Потому что потом она научилась говорить: «Я получила большое удовольствие, спектакль был превосходный, мне было так интересно. Высший порядок. Все так прекрасно танцевали», — научилась она говорить, подымая брови, и навсегда освободилась от стольких непередаваемых реальностей.
«Это — самая красивая площадь из всех, что я видела», — говорила она, и потом могла уже с уверенностью пересекать самую красивую площадь из всех, что видела.
Так было. Какая легкая охота! Она выходила за покупками, шла в тенечке, читая вывески дантистов, разглядывая ткани в витринах; до ближайшей лавки было «близко», за нею было уже «далеко»: она рассчитывала новый пейзаж, сравнивая его с пейзажем Сан-Жералдо.
О, невозможно и сравнивать. Неподалеку чинили настил улицы, и усовершенствованные приспособления грелись под солнцем. Через несколько дней настил потеряет свою новизну. И еще более усовершенствованные инструменты явятся обрабатывать его. Несколько прохожих остановились поглядеть на машины. Лукресия Невес Коррейя тоже поглядела. Машины.
Если какой-нибудь человек их не понимает, значит, он целиком вне всего, изгнан почти из этого мира. А если понимает? Если понимает, значит, он целиком внутри всего, завяз. Лучшим выходом было бы, наверно, уйти поскорей, притворясь, что их не видел, — это и сделала Лукресия, продолжив свой поход за покупками.
По возвращении, входя в столовую об руку с Матеусом Коррейя, пришлось изображать счастье, несмотря на то что она и впрямь была счастлива: на сладкое сегодня — бананы.
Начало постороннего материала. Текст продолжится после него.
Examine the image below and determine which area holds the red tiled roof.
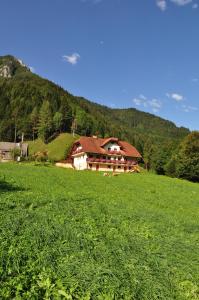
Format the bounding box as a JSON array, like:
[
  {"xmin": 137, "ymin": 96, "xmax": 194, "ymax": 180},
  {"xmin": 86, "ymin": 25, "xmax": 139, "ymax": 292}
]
[{"xmin": 71, "ymin": 136, "xmax": 141, "ymax": 157}]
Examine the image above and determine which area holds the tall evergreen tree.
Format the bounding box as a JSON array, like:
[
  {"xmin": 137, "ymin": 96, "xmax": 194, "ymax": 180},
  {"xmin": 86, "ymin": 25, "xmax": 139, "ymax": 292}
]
[
  {"xmin": 175, "ymin": 131, "xmax": 199, "ymax": 182},
  {"xmin": 38, "ymin": 101, "xmax": 53, "ymax": 143},
  {"xmin": 30, "ymin": 107, "xmax": 39, "ymax": 141},
  {"xmin": 53, "ymin": 111, "xmax": 63, "ymax": 132}
]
Как ужасен полдень в городе— железо закипает… «Я вышла замуж летом!», все едят все блюда — по меню…
Это было позволено, кризис еще не разразился. Потом муж уходил, уходили его усы и газета, где свежие новости. «Никто не постучит в дверь, не расскажет что-нибудь; ни с кем я тут не дружу, в этом пансионе», — думала она гордо, запершись в комнате со спущенными шторами, где пыталась уснуть, потому что Матеус хотел, чтоб она еще больше располнела, еще больше, еще больше.
О, она не могла разобрать этого Матеуса, даже сидя рядом с ним в кафе-мороженое.
Он носил шляпы с широкими полями. И отращивал ноготь на мизинце. Широкие поля, длинный ноготь — это и есть Матеус? Нет, он не безжалостный человек. Но обстоятельства сложились так, что ей казалось необходимым войти в его душу и добиться его жалости. Как умела она к нему подольститься! Подлиза, вот ты, значит, кто… Из-за подарков тоже, чтоб побольше подарков.